Minuit, après une fraîche soirée de fin septembre où déjà un peu d'automne s'annonce. Du silence partout. Dans ma maison familiale paisiblement endormie, je reste seul éveillé, l'esprit en grand trouble d'anxiété et d'attente. Depuis tantôt deux heures, je me suis retiré chez moi, disant que j'allais sagement me coucher, en prévision de mon départ matinal de demain. Mais le sommeil ne vient pas. Enfermé dans mon logis particulier, errant sans but d'une pièce dans une autre, je reste indéfiniment songeur, comme à la veille de mes grands départs de marin pour des campagnes longues et lointaines, et, en dedans de moi-même, je passe une lente revue sinistre de temps accomplis, de choses à jamais finies, de visages morts.
Cette fois pourtant, je ne pars que pour un mois et je ne vais pas plus loin que Constantinople, mais le voyage sera sombre...

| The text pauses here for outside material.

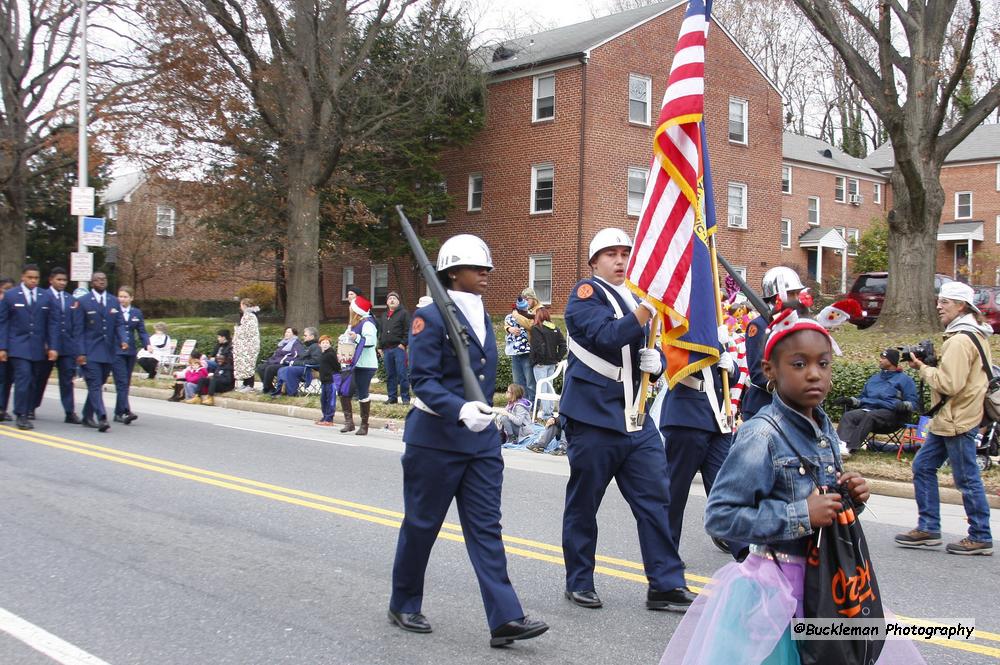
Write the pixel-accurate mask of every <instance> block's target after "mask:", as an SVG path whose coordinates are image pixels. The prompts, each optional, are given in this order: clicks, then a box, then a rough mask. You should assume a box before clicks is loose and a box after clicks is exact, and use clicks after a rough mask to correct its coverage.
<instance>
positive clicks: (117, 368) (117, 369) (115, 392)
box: [111, 286, 150, 425]
mask: <svg viewBox="0 0 1000 665" xmlns="http://www.w3.org/2000/svg"><path fill="white" fill-rule="evenodd" d="M134 295H135V294H134V293H133V292H132V288H131V287H128V286H121V287H118V304H120V305H121V314H120V316H121V318H122V322H123V324H124V326H125V342H126V343H127V344H128V347H127V348H124V349H119V351H118V353H117V354H116V355H115V361H114V363H113V364H112V366H111V373H112V375H113V376H114V379H115V422H116V423H124V424H126V425H131V424H132V421H133V420H136V419H138V418H139V416H137V415H135V414H134V413H132V407H131V406H130V405H129V403H128V391H129V388H131V386H132V371H133V370H134V369H135V360H136V356H137V354H138V353H139V349H140V348H143V349H146V350H147V351H149V350H150V347H149V333H147V332H146V320H145V319H144V318H143V317H142V311H141V310H140V309H139V308H138V307H133V306H132V298H133V297H134ZM137 335H138V337H139V344H138V345H137V344H136V336H137Z"/></svg>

Il faut bien qu'il se soit joué là-bas un acte inoubliable de cette féerie noire qui a été ma vie, pour que je m'inquiète ainsi de la pensée d'y retourner; pour que tout ce qui en vient, un mot tartare qui me repasse en tête, une arme d'Orient, une étoffe turque, un parfum, aussitôt me plonge dans une rêverie d'exilé où réapparaît Stamboul! Et ce n'est pas par simple fantaisie d'art non plus, qu'ici mon appartement est pareil à celui de quelque émir d'autrefois, ressemble à une demeure orientale qui, par sortilège, se serait incrustée au milieu de ma chère maison héréditaire, avec ses arceaux dentelés, ses broderies d'ors archaïques et ses chaux blanches. Un charme dont je ne me déprendrai jamais m'a été jeté par l'Islam, au temps où j'habitais la rive du Bosphore, et je subis de mille manières ce charme-là, même dans les choses, dans les dessins, dans les couleurs, jusque dans ces vieilles fleurs de rêve qui sont ici naïvement peintes sur les faïences de mes murs. Et surtout il m'attire, ce charme triste, il m'attire vers là-bas où je serai demain.
C'est donc vrai que je vais revoir Stamboul... C'est bien réel et prochain, ce pèlerinage auquel, depuis dix ans, je rêve...
Depuis dix ans que les hasards de mon métier de mer me promènent à tous les bouts du monde, jamais je n'ai pu revenir là, jamais; on dirait qu'un sort, un châtiment sans merci m'en ait constamment éloigné. Jamais je n'ai pu tenir le solennel serment de retour qu'en partant j'avais fait à une petite fille circassienne, abîmée dans le suprême désespoir.
Et je ne sais plus rien d'elle, qui fut la bien-aimée à qui je croyais m'être donné jusqu'à l'âme, pour le temps et pour les au delà infinis.
Mais, depuis que je l'ai quittée, constamment je suis poursuivi en sommeil par cette vision, toujours la même: mon navire fait à Stamboul une relâche inattendue, rapide, furtive; ce Stamboul revu en songe est étrange, agrandi, déformé, sinistre; en hâte, je descends à terre, avec la fièvre d'arriver jusqu'à elle, et mille choses m'en empêchent, et mon anxiété va croissant à mesure que passe l'heure; puis tout de suite vient le moment de l'appareillage, et alors, de partir sans l'avoir revue et sans avoir seulement rien retrouvé de sa trace égarée, j'éprouve tant d'angoisse que je me réveille...
Pour le relire, pendant cette soirée d'attente, je vais chercher avec crainte un livre qu'autrefois j'ai publié, par besoin déjà de chanter mon mal, de le crier bien fort aux passants quelconques du chemin, et que, depuis le jour où il a paru, je n'ai plus jamais osé ouvrir. Pauvre petit livre, très gauchement composé, je pense, mais où j'avais mis toute mon âme d'alors, mon âme en déroute et prise des premiers vertiges mortels, ne pensant pas du reste que je continuerais d'écrire et qu'on saurait plus tard qui était l'auteur anonyme d'Aziyadé. (Aziyadé, un nom de femme turque inventé par moi pour remplacer le véritable qui était plus joli et plus doux, mais que je ne voulais pas dire.)
Avec recueillement, comme si je regardais dans une tombe en soulevant la dalle funéraire, je commence à tourner ces pages oubliées, étonnantes pour moi-même qui les ai jadis écrites.